Tuesday, March 20, 2007

Sarah and Hagar and Church confilcts

A responder to this blog asks if there is any connection between Sarah and Hagar’s battles and Church conflicts. I would say, ‘You bet there is.’
I know the respondent and feel very close to that person because we both suffered in the same situation at the same time – that makes some pretty strong emotional bonds.

In the basement of my house there is a very large box: - the contents would fill two filing cabinet drawers, if I ever took them out. They are my prayer journals, started when I first became solo pastor, and continuing through to almost the last church I pastored; that church broke my heart and my will, and drove me into an unpaid sabbatical, selling real-estate. Those journals are full of written prayer-conversations about the quarrels and tensions in the churches I pastored.

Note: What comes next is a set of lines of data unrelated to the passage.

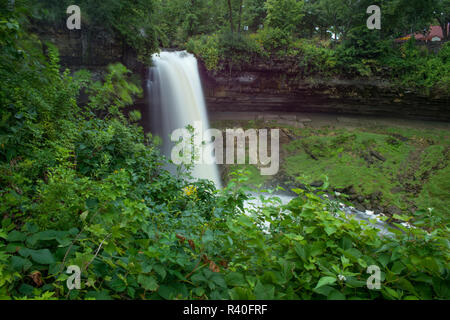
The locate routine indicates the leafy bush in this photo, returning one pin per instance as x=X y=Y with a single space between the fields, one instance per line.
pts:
x=315 y=59
x=273 y=39
x=414 y=67
x=225 y=50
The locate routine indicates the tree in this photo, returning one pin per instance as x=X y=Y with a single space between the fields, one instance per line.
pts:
x=284 y=14
x=442 y=15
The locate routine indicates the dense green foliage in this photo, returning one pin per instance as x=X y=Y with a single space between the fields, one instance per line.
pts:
x=83 y=185
x=328 y=38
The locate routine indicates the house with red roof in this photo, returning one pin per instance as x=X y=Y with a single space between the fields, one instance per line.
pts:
x=434 y=34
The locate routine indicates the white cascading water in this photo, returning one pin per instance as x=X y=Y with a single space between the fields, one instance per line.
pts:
x=176 y=101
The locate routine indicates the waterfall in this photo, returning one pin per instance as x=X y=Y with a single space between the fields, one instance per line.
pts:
x=176 y=101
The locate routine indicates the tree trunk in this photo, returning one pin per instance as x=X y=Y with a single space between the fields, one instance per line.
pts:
x=240 y=16
x=230 y=9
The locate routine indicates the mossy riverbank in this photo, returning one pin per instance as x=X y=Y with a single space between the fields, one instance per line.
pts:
x=375 y=166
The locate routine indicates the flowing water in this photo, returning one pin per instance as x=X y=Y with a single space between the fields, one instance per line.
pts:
x=176 y=101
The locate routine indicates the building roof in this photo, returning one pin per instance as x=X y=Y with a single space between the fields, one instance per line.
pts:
x=435 y=31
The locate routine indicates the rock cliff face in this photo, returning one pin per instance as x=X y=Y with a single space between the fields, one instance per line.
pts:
x=263 y=86
x=88 y=48
x=277 y=87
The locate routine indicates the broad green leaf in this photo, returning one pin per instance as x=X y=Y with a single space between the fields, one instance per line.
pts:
x=325 y=281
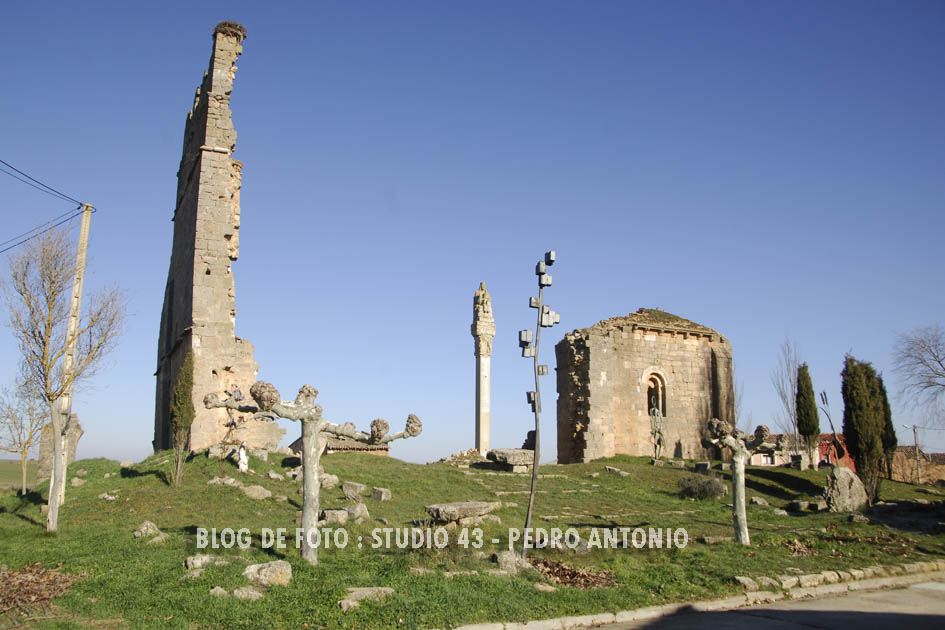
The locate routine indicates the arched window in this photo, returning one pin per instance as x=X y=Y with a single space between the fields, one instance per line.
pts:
x=656 y=395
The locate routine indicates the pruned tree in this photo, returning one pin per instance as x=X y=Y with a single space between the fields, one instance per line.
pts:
x=784 y=380
x=38 y=294
x=808 y=421
x=22 y=419
x=919 y=360
x=182 y=413
x=723 y=434
x=270 y=406
x=863 y=422
x=890 y=441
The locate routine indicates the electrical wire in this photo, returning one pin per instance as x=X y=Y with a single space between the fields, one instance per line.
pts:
x=48 y=226
x=35 y=183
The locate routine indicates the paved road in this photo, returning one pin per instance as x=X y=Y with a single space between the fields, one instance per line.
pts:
x=919 y=607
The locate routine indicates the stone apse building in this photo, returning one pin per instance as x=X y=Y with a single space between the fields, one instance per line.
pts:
x=611 y=375
x=199 y=312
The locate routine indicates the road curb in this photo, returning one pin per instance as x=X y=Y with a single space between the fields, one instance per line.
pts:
x=909 y=574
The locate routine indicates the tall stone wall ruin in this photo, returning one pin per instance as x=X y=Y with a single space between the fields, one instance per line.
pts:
x=612 y=374
x=199 y=312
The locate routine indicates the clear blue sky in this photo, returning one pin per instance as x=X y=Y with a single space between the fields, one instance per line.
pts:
x=766 y=169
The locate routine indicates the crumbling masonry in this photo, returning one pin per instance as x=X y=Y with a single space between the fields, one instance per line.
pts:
x=613 y=375
x=199 y=301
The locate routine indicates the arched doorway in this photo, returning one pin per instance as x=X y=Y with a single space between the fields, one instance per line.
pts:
x=656 y=395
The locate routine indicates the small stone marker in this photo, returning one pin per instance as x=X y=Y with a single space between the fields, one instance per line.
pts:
x=517 y=460
x=276 y=573
x=256 y=492
x=327 y=481
x=352 y=490
x=248 y=593
x=381 y=494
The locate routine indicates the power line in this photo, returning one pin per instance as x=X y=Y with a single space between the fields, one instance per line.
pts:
x=48 y=226
x=35 y=183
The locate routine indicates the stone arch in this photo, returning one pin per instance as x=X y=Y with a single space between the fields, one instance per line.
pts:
x=654 y=385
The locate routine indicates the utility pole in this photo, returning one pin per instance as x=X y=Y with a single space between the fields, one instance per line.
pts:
x=72 y=331
x=918 y=469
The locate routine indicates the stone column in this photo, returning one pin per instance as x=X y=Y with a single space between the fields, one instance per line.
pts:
x=483 y=330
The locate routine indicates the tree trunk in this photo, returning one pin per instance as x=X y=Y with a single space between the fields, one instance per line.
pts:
x=310 y=488
x=23 y=455
x=179 y=451
x=739 y=456
x=58 y=478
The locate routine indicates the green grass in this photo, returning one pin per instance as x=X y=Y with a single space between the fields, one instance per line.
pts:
x=141 y=585
x=10 y=473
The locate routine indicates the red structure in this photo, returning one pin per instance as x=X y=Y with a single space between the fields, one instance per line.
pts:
x=827 y=451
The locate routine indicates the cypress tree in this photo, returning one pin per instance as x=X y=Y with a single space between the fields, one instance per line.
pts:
x=890 y=441
x=808 y=421
x=863 y=422
x=182 y=412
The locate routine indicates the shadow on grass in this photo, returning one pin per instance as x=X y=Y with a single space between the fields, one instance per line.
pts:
x=784 y=617
x=788 y=483
x=131 y=473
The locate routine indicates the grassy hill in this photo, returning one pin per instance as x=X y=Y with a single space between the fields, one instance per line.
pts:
x=10 y=473
x=129 y=583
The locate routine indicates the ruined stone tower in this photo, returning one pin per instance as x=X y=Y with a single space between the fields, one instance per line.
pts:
x=613 y=375
x=199 y=300
x=483 y=331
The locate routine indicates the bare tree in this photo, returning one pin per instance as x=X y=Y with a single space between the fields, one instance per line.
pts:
x=38 y=294
x=784 y=379
x=724 y=434
x=919 y=360
x=22 y=419
x=269 y=406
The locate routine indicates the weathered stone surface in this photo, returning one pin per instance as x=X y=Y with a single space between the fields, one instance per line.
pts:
x=335 y=517
x=352 y=490
x=198 y=561
x=609 y=374
x=483 y=331
x=147 y=528
x=256 y=492
x=248 y=593
x=44 y=464
x=199 y=299
x=512 y=456
x=446 y=512
x=276 y=573
x=356 y=595
x=511 y=562
x=327 y=481
x=358 y=512
x=844 y=491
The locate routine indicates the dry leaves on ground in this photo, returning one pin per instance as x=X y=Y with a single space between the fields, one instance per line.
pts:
x=569 y=576
x=28 y=587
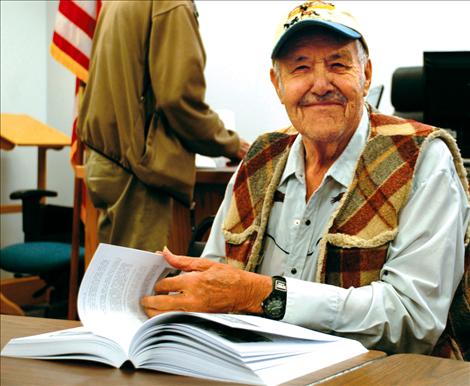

Two things happen when the church quarrels: shame and fear. Shame because people have the unbiblical notion that the church shouldn’t experience conflict. Fear because trying to make peace between conflicting parties is like picking up an un-exploded bomb. After it has gone off in your face and you are all burnt and bleeding, ‘wise’ pastors visit you and tell you it was all your own fault, you mishandled the bomb.

I can write this with some authority, 5 years of working with the local committee of our denomination that handled pastor-congregation conflict gave me a ring-side seat into other pastor’s problems. I learnt there, that the pastors who seemed successful and who led stable congregations for many years had sometimes suppressed conflicts in ways that exploded after they had left the church. I began to feel less embarrassed about the conflicts in my own congregations as I heard about other people’s. Occasionally I drove home saying to myself, “Now there’s a mishandled bomb, I would never have handled it that way. Those car conversations were cheap therapy but they also salvaged a lot of my self-respect. .

The written-prayer journals helped a lot. I was able to channel all my hurt and indignation into prayers knowing that The Listener kept confidences. I was thankful that I had an example in the book of Psalms and could express myself anyhow I needed to, without fear of offending God. Because the churches that I pastored were, almost always, declining churches with a history of church fights, often situated in deteriorating neighborhoods with massive social problems I had enough material to fill all those prayer journals.

I began to teach that conflicts, even bitter quarrels, are opportunities. The Church should consider itself a safe environment where conflict can be examined without anger and policies that promote peace can be powerfully practiced. I never had any takers! But I have noticed that happy, confident, children come from homes that do just this; explore the conflict in a safe environment and develop peaceful procedures for living together.

One reason I stay in my present denomination despite the changes that caused so much conflict amongst us, is that I think we’ve a pretty good history of examining conflicting and devising peaceable policies. But the machinery to do this is so time consuming that it does not happen in individual congregations. Local psycho-therapists seem more adapt dealing with inner personal conflict that inter-personal conflict, the only one who visited my congregation suggested that all their problems stemmed from being in ‘survival mode’ and left the church in an undignified hurry when my religious-minded congregation mobbed her with yells of outrage.

Are we missing an opportunity to be redemptive to the world beyond the church walls? At a time when large corporations are becoming more powerful than political bodies, do we have anything to offer the members of those corporations when conflict threatens their jobs and their health? When we meet with other people who worship the same God we do, but do so without the New Testament, do we have any way to respect these God fearing people without conflict? If I were in a church that agreed with me, I would not teach people how to ask someone about going to heaven when they die but about how to live in the Kingdom of Heaven while they are on earth.

Acts chapter 21 verse 17-28 Was the bomb miss-handled? Was there perhaps a conspiracy? Where would Paul have been if he’d left Jerusalem a little earlier?

1 Comments:

Anonymous Anonymous said...

OK, the shame and fear I understand. And I feel like I can deal with those on most days. The hardest part for me remains the anger. I can relate to Haggar fleeing. There are times when that seems like the best option. There are times when that is REALLY tempting. What do you do when you just want to run away? When is it right to just run away?

Alternatively, I need a model for my anger. Because equally tempting is the desire for revenge, the desire to defend myself and prove myself right, the desire to yell in order to try to get through.

PS. I'm going to start a prayer journal.

PSS. Things feel as if they may be turning a corner.